I have always loved squash. As a child, I got a vicarious thrill seeing my grandmother raise her axe to cleave open a monstrous 'New England Blue Hubbard' squash, grown on her three-hectare market garden farm in Churchill, Ontario. It was always a cold midwinter's day when the leathery, green, warty hide was breached, revealing a glowing, golden interior. Glimpsing the tasty flesh was like a vision of pure summer sunshine, a wonderful surprise, kept hidden through the dreary months of late fall and early winter.
That was more than 35 years ago. Hubbard squash is still my favourite winter vegetable. Four years ago, I moved to a house in Ottawa with a large yard, where I hoped to recapture those childhood memories by cultivating my own 'New England Blues'. Then I realized they might take over not only my garden but the entire neighbourhood. I opted for the 'Mini Green Hubbard', training the vines along a chain-link fence. Fruit on this dwarf variety grew only to the size of a medium pumpkin, not the giant wheel-barrow-size specimens of my childhood. Still, the vines greedily clambered everywhere — even into the neighbour's yard — in search of sun. The second summer, early butternut hybrids I had bought as nursery plants behaved much better, producing a few nice fruits on three smallish vines.
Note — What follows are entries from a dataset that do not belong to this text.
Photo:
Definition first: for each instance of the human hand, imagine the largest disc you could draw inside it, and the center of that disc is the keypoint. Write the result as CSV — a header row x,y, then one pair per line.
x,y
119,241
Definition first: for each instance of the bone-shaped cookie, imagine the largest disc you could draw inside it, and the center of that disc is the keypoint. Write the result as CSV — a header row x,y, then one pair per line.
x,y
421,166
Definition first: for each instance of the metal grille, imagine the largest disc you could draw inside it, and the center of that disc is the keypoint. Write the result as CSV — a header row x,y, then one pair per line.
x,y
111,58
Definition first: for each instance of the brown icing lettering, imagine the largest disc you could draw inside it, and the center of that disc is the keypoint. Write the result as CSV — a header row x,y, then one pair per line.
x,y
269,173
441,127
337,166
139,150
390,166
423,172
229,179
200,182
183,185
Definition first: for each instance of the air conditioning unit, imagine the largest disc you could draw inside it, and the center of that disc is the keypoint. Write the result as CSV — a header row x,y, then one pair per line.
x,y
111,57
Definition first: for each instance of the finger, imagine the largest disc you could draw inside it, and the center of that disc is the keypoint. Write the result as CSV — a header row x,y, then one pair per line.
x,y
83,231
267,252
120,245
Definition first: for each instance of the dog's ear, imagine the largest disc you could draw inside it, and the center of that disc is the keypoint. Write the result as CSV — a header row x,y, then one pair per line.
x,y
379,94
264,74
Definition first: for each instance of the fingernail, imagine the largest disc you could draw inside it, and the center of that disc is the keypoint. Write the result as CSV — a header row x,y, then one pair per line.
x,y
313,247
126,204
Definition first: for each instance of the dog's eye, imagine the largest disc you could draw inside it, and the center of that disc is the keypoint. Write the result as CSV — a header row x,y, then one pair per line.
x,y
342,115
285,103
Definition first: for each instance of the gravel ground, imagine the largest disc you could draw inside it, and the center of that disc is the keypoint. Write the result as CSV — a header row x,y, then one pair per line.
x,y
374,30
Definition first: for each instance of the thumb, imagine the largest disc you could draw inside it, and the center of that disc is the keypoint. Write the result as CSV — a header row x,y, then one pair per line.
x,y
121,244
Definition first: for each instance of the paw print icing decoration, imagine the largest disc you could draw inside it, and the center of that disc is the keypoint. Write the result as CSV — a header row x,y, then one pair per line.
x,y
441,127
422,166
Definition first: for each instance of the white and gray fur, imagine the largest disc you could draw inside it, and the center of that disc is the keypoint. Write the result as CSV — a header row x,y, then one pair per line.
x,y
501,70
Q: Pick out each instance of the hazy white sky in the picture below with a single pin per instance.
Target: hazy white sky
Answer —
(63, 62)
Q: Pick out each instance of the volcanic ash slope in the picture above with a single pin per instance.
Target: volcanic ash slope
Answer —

The word squash is derived from askootasquash, the Massachusetts Indian word meaning "eaten raw" or "uncooked" — one way the flesh was traditionally eaten. A staple of native agriculture, squash was one of the "three sisters" (the other two were beans and corn). Winter squash was particularly prized by natives and early settlers for its long storage life and delicious flavour.
Squash can be divided into two main groups: thin-skinned, early-maturing summer squash (Cucurbita pepo), such as zucchini and vegetable marrow, mini-pumpkins and gourds; and hard-skinned, late-maturing winter squash (Cucurbita maxima and Cucurbita moschata). Winter squash need lots of room, plenty of water and full sun, as well as warm earth to grow in and a long season. Along with pumpkins and melons, they rate low for garden-space efficiency, but give relatively high yields because of the size of the fruit. Dig holes 15 centimetres deep, 60 centimetres around, and one to 2.5 metres apart, depending on the type of squash and expected fruit size, and fill with well-rotted manure. Mix a handful of 6-12-12 fertilizer with the soil you removed from the hole and put it back on top of the manure. When the weather is consistently warm and danger of frost is past, plant six to 10 seeds per hill. You could also start seedlings indoors in peat pots, four to six weeks before warm weather arrives. Thin the seedlings to three vigorous shoots when vines are 15 centimetres long.
Winter varieties include butternut, banana, turban, acorn (or pepper), hubbard, buttercup, dumpling and larger pumpkins. Each variety has many cultivars, varying by size, colour, maturity date and disease resistance. Current varieties of squash have been bred specifically for small garden spaces. "Compact bush plants will not take over the garden like regular vining types; therefore, more plants can be planted in a smaller space," says Kari MacInnis, field trials co-ordinator for Vesey's Seeds Ltd.